Service that Empowers

MU faculty, staff and students study the effects of microloans on Vietnam community.

Faculty, staff and students in Vietnam
A group of MU faculty, staff, and students met with translators as preparation for their research in Cu Chi.

In 2012, then-MU Athletic Director Mike Alden traveled to Vietnam with representatives from Nike, touring Nike factories and facilities and learning about its microfinancing program in a rural area called Cu Chi. Alden’s visit not only sparked a lifelong interest in Vietnam, but motivated him to fund the microloans program.

The Nike group visited a woman’s home in the Cu Chi region. The woman was sitting on her front porch with a sewing machine. She had nothing but her family, home and the sewing machine. To help the woman with her financial struggles, Nike provided her with a $100 loan to start a business sewing pockets for shirts.

“We asked her, ‘How could you increase production?,” Alden says. “She answered, ‘Well, if I had a second sewing machine, then my mother, daughter and son could help, which would get twice as much done as we are getting done now.”

That motivated Alden to collect $20 from the group and present it to the Cu Chi Women’s Union, which is the non-governmental organization that works with Nike to provide loans to local women.

“That was our very first microloan,” Alden says. “The family culture, respect, humility and compassion that they (the women) have for others was really inspirational to take a small loan to help a woman and her family increase production to make pockets.”

Once back in the United States, Alden began fundraising with athletic leaders for the microfinancing project.

“Forget the money, it has given these women pride,” Alden says. “When you empower people, especially women, it’s transformational.”

After serving MU as the athletics director for 17 years, Alden retired in 2015, but wanted to continue serving the women of Cu Chi. He visited with Vice Provost of Undergraduate Studies Jim Spain, who put him in touch with Anne-Marie Foley, the director of MU’s Office of Service-Learning. The two initiated the Cu Chi Micro-Enterprise Research Project.

“We started talking and I was interested in doing what we do—bringing groups of students to work with non-governmental organizations in developing nations,” Foley says. “Both of us thought each entity would work great together, so we connected to create this project.”

By November 2016, the research project kicked off with Foley and Alden visiting Vietnam. In April of 2018, Foley and Alden returned to Cu Chi one last time before bringing the research team to the region.

“When we were in Vietnam in April, Mike and I were listening to powerful stories from women about what these loans meant to them,” Foley says. “Three of the six women I talked to had been getting loans for six years, paid them back each year and not only were their families out of poverty, their children went to college.”
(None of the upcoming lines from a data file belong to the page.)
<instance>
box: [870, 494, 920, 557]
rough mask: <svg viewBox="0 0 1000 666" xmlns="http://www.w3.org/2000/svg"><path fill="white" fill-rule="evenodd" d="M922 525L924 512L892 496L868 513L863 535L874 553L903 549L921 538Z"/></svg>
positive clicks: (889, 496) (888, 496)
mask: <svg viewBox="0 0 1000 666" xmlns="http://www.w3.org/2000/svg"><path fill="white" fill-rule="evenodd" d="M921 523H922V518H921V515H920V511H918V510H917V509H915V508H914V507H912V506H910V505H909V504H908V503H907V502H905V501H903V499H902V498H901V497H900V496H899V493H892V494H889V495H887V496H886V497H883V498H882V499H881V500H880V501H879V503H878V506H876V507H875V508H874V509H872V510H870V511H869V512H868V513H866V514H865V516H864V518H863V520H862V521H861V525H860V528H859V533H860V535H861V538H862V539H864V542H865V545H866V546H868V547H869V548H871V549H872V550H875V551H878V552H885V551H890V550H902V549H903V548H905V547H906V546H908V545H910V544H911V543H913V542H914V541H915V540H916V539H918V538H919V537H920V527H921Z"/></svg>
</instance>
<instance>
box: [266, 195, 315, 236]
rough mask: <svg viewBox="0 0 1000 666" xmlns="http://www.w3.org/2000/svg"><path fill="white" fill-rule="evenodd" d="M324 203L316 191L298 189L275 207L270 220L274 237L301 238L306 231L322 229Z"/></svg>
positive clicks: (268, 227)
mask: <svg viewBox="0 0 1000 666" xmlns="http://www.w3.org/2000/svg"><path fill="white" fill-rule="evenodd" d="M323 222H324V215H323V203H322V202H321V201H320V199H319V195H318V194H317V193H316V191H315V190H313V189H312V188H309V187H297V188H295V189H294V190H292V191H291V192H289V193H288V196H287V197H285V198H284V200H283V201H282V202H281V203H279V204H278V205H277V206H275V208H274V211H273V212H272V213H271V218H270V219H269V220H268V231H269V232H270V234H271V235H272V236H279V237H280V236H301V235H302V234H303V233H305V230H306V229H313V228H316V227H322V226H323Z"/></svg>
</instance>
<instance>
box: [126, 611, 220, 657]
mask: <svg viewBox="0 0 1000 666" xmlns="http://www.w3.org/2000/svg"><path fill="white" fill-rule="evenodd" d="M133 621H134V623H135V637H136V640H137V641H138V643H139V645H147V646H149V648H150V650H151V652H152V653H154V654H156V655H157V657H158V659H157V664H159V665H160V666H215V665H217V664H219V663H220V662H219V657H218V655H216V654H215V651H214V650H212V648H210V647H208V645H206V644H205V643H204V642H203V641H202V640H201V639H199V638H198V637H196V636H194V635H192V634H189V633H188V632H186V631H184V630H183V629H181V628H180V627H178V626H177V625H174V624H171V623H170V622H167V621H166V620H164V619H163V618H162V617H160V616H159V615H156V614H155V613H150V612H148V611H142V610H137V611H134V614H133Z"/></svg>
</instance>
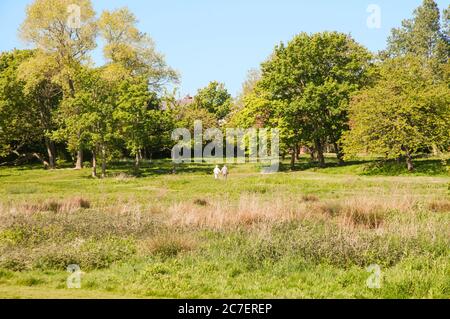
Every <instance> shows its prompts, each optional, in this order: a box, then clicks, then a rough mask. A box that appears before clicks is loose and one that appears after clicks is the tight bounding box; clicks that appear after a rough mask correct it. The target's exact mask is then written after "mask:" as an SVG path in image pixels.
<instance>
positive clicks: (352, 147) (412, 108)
mask: <svg viewBox="0 0 450 319" xmlns="http://www.w3.org/2000/svg"><path fill="white" fill-rule="evenodd" d="M449 105H450V88H449V86H448V84H445V83H440V82H436V81H434V79H433V75H432V69H431V67H429V65H427V64H426V63H424V61H423V59H420V58H418V57H416V56H412V55H408V56H405V57H397V58H394V59H389V60H387V61H385V62H384V63H383V65H382V67H381V71H380V79H379V81H378V82H377V84H376V85H375V86H374V87H372V88H369V89H366V90H363V91H361V92H360V93H359V94H358V95H356V96H355V97H354V99H353V101H352V103H351V107H350V110H351V111H350V113H351V115H350V119H351V121H350V123H351V128H352V129H351V131H349V132H347V133H346V134H345V137H344V145H345V153H346V156H348V157H351V156H354V155H357V154H358V153H359V152H361V153H367V152H369V153H374V154H380V155H384V156H385V157H386V158H391V159H398V158H400V157H404V158H405V159H406V163H407V167H408V170H410V171H411V170H413V169H414V165H413V160H412V158H413V156H414V154H416V153H417V152H418V151H420V150H423V149H424V148H431V147H433V146H435V145H438V146H441V147H445V146H446V147H448V145H449V141H450V107H449Z"/></svg>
In June, staff from the Office of Service-Learning, students and faculty, including Associate Professor of Social Work Clark Peters and Professor of Finance John Howe, spent time in Cu Chi, studying the impacts microloans had on recipients. Throughout the two weeks, the group worked with translators from Eastern International University (EIU) to form relationships with the women. By creating the relationships and working together, the group gained insight into their lives.

Before going on the research trip, undergraduate mechanical engineering student Jack Schroder was nervous forming relationships with these women.

“We were around our translators 24/7,” Schroder says. “I think that was really important because if we just met with the translators during the couple of hours that we were interviewing, it would have been a lot more difficult.”

The group was able to gather the information it needed to understand the microfinancing program better. The goal was to grasp every aspect from the administration process to how the microloans were able to lift the women out of poverty. The research not only provided information to donors, but also brought an understanding of how the program could work in other countries.

“One of the biggest things was that all the loan officers or administrators were borrowers at some point, which was pretty interesting to me,” Schroder says. “This allows them to sympathize and empathize with the borrowers really well.”

“Just because we showed up doesn’t mean they (the women) owed us their most personal stories, struggles with their children, what they were making or what their dreams were,” Foley says. “They honored us with that.”

The MU Office of Service-Learning is preparing for another research trip to Cu Chi next summer.